Jana is one of the most modest, quality oriented and cheeky coffee people we had a chance to meet. She moved the coffee community with her very personal story told during the German Barista Championship in 2020, which landed her a well deserves 2nd place and the V-ce Champion title. She later on represented Germany during the World Barista Championship in Milan.
Jana, what is your first memory with coffee?
The first memory with coffee is me at I think 2 or 3 years old drinking the last few cold sips of my mum’s breakfast coffee that was sitting on the counter. She always had it with milk and sugar so it was obviously such a treat for me. From that moment on I was always on the hunt for those little sips.
Could you describe the moment or situation that made you decide to become a barista?
I think most of us ‘coffee people’ have found our way into the industry pretty randomly and by chance, but it’s interesting to think about the moment where one made the conscious decision to stay in the field and try to turn it into a career. For me this point happened during the time when I was working in Berlin and gave my first barista training. That was the moment when I realised that I could turn this into a career.
What is the funniest thing that you have experienced behind the bar? Can you recall any embarrassing moments?
Ha! The funniest moment behind the bar happened pretty early on in my career, when a customer walked into the café I worked at at the time, wearing nothing but his birthday suit, ordering a coffee with a friendly smile on his face as if he wasn’t standing in a packed café completely naked. He drank his coffee, thanked us for the great coffee and walked out again.
One embarrassing moment that wakes me up at night from time to time is when I just started working at my current job at Supremo Coffee. I was prepping my first public cupping session and I was all nervous and anxious to not embarrass myself or my new employer. Everything went fine until I decided to start cupping right after the break…. Obviously way too hot. I choked and everyone stared at me in confusion about what I was doing.
If a career in coffee was not an option, what job would you be doing?
I would definitely work in the film industry one way or another.
Do you have an unusual habit or hobby that you love?
Not really unusual I think, but my execution of it is a bit over the top according to many of my friends. I get extremely excited when I see any kind of animal and get easily distracted by it. Oh and I randomly start singing without noticing.
Are there any bad recommendations you hear often in your profession?
Bad recommendations not so much, I would just encourage any new barista to try not to let themselves get overwhelmed with all the information out there. Starting to get into different pressure profiling and very specific brewing techniques before you have fully understood the basics is just very overwhelming and ineffective. Enjoy the ride and don’t rush through the beginning, it’s all part of the fun!
What’s the most common question you get asked behind the bar or during training? How do you answer it?
“Can you really taste all those different things that you have on your coffee bags?” Depends on the day haha, but say I’m in a really positive mood, then yes.
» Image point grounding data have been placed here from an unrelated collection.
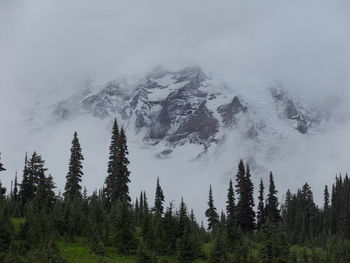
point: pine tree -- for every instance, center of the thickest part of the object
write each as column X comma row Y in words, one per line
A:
column 33, row 173
column 230, row 203
column 231, row 224
column 210, row 213
column 15, row 189
column 122, row 180
column 188, row 247
column 326, row 210
column 272, row 211
column 274, row 247
column 261, row 206
column 219, row 253
column 159, row 200
column 123, row 228
column 244, row 189
column 2, row 168
column 111, row 190
column 75, row 172
column 2, row 189
column 26, row 191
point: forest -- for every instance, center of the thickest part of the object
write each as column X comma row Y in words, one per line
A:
column 40, row 224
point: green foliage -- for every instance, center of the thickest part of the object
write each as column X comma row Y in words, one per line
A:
column 38, row 226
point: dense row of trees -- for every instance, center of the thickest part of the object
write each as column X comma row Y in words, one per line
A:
column 33, row 218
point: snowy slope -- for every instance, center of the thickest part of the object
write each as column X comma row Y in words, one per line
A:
column 182, row 126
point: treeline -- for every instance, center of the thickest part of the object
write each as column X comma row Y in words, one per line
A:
column 33, row 218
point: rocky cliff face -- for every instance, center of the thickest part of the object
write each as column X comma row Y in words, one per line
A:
column 186, row 106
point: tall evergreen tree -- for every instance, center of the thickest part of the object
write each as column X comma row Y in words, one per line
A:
column 326, row 211
column 159, row 200
column 230, row 203
column 75, row 172
column 261, row 206
column 2, row 189
column 111, row 189
column 210, row 213
column 33, row 172
column 122, row 180
column 272, row 211
column 122, row 228
column 15, row 189
column 2, row 168
column 244, row 189
column 231, row 222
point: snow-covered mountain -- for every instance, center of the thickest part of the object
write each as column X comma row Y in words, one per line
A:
column 172, row 109
column 182, row 126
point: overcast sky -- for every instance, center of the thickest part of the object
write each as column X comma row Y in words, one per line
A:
column 54, row 46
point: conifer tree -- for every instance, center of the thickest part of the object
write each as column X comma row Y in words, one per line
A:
column 182, row 217
column 33, row 173
column 2, row 189
column 122, row 180
column 122, row 228
column 272, row 211
column 159, row 200
column 230, row 203
column 111, row 190
column 326, row 210
column 75, row 172
column 219, row 253
column 26, row 187
column 231, row 223
column 2, row 168
column 244, row 189
column 261, row 206
column 15, row 189
column 188, row 247
column 210, row 213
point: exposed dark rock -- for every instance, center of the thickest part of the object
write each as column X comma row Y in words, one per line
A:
column 291, row 111
column 229, row 111
column 201, row 124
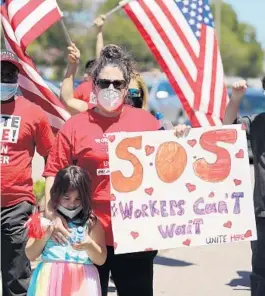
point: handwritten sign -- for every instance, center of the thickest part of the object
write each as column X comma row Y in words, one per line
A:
column 170, row 192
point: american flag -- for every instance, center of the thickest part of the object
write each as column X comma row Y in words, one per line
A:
column 181, row 35
column 30, row 82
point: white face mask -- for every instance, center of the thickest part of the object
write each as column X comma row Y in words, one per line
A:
column 8, row 90
column 69, row 213
column 110, row 98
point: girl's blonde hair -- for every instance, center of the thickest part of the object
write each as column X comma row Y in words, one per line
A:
column 143, row 88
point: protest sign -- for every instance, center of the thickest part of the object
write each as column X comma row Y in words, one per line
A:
column 169, row 192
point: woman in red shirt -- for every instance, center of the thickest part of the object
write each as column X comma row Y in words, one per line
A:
column 82, row 141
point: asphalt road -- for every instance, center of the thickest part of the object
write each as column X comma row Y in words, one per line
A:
column 216, row 270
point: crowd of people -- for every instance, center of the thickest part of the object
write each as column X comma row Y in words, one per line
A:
column 112, row 98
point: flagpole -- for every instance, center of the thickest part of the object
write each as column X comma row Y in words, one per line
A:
column 108, row 14
column 65, row 32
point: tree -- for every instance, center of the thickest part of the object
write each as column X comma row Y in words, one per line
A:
column 241, row 53
column 114, row 32
column 50, row 49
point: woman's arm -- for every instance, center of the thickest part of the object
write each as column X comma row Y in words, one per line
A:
column 74, row 106
column 99, row 22
column 95, row 245
column 35, row 247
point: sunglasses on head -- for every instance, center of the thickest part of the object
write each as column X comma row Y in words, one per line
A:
column 134, row 93
column 105, row 83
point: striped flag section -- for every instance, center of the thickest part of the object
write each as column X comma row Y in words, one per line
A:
column 31, row 18
column 181, row 35
column 30, row 82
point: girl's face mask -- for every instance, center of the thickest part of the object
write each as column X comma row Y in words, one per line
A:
column 70, row 213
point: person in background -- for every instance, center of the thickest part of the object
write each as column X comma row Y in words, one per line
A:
column 24, row 128
column 69, row 269
column 255, row 129
column 83, row 97
column 137, row 93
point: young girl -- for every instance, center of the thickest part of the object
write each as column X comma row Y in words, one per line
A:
column 68, row 269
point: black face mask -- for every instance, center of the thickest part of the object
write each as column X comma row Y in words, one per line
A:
column 134, row 98
column 135, row 102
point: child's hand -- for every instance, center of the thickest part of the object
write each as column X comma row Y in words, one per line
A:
column 83, row 245
column 49, row 231
column 182, row 130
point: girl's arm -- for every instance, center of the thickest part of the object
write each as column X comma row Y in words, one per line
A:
column 95, row 245
column 35, row 247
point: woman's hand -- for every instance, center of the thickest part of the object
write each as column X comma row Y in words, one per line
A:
column 182, row 130
column 99, row 22
column 61, row 232
column 84, row 245
column 238, row 90
column 73, row 54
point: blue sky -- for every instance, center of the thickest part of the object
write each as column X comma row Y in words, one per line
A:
column 253, row 12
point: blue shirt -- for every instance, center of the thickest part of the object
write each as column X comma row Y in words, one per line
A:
column 65, row 253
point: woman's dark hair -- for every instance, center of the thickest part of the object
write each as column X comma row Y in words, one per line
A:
column 113, row 55
column 74, row 178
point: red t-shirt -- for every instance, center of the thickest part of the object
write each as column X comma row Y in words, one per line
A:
column 84, row 93
column 82, row 140
column 24, row 126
What’s the most exciting thing for you in barista championships?
I think the most exciting thing for me is the opportunity to share something that is important to you, or more cheesily put to share a part of yourself with a listening audience and judges.
What is the one thing that you would miss the most if you could not work in coffee anymore?
I first thought that I would miss the community most but then I realized that I could still be part of this big loving bunch of people even if I didn’t work in coffee anymore. What a sweet realization. I think I would miss it most to experience that moment that changes a person’s view of coffee forever, when you serve and prepare that one coffee they’ll never forget.
What has been the best experience you have had in the speciality coffee industry so far?
There are so many great and unforgettable experiences but if I have to single one out, I would have to pick the first Barista Championship that I took part in. To see how important it was for so many people to feel seen in their struggle with their mental health and that I could share love and compassion and maybe some insight for others was so special to me and I’m incredibly thankful for it.
Quick Fire Questions for Jana Elicker
Would you serve filter coffee with milk if asked for it?
Yes! I’d suggest that they firstly try it black (with a cute wink). But Who am I to tell people how to enjoy their coffee. I just want to provide the best version of it to my ability and make sure the coffee is ethically sourced and everyone in the production chain was paid properly.
Do you ever take sugar with your coffee?
I don’t. I usually have a cheeky hot chocolate if I fancy something really sweet.